To facilitate the transition of robots from closed industrial cages to highly unpredictable environments, such as domestic or natural settings, we must equip them with the capability to execute optimal tasks while ensuring safety. Reinforcement Learning (RL) [1] can be used to compute optimal strategies for accomplishing difficult tasks in complex scenarios. However, a significant drawback of RL is the lack of safety guarantees [2]. In Constrained reinforcement learning (C-RL) [3,4,5] the agents must learn a task while satisfying constraints on expectations of auxiliary costs. This scheme has gained significant interest recently due to the possibility to encode safety constraints.

The assignment focuses on a C-RL scheme with energy limitations, since energy flows contain information regarding metabolic spending, performance, and safety.

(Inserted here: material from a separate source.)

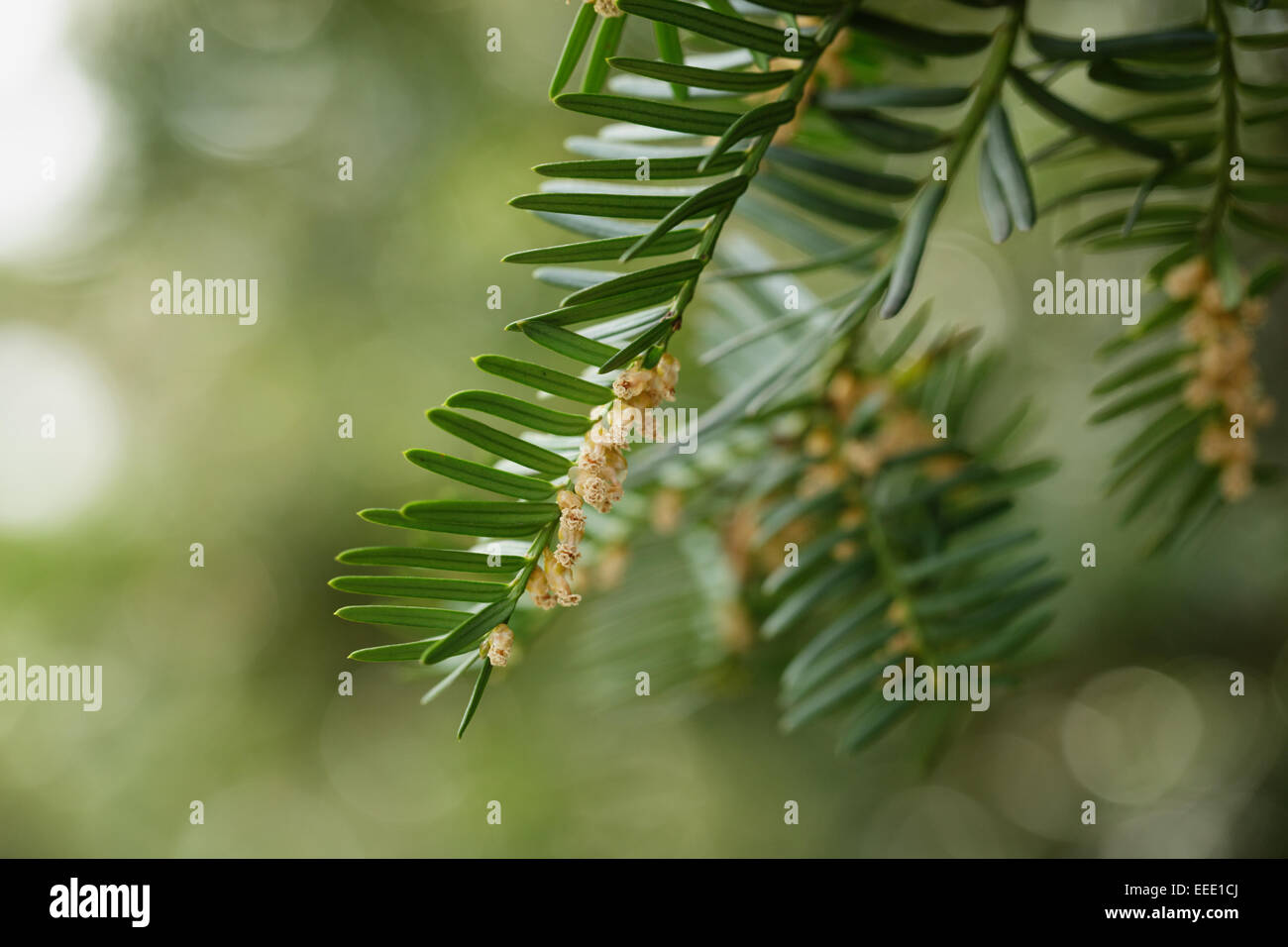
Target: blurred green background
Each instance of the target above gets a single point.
(220, 684)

The objective is to investigate the impact of this formulation in comparison to standard RL schemes within a safety context. The work includes studying RL fundamentals, reviewing literature on C-RL, implementing a C-RL algorithm, and conducting theoretical and practical explorations through simulation and/or on a real robot.

[1] Naeem, Muddasar, Syed Tahir Hussain Rizvi, and Antonio Coronato. "A gentle introduction to reinforcement learning and its application in different fields." IEEE access 8 (2020): 209320-209344.
[2] Dulac-Arnold, Gabriel, et al. "Challenges of real-world reinforcement learning: definitions, benchmarks and analysis." Machine Learning 110.9 (2021): 2419-2468.
[3] Liu, Yongshuai, Avishai Halev, and Xin Liu. "Policy learning with constraints in model-free reinforcement learning: A survey." The 30th international joint conference on artificial intelligence (ijcai). 2021.
[4] Yu, Dongjie, et al. "Reachability constrained reinforcement learning." International Conference on Machine Learning. PMLR, 2022.
[5] Wachi, Akifumi, and Yanan Sui. "Safe reinforcement learning in constrained markov decision processes." International Conference on Machine Learning. PMLR, 2020.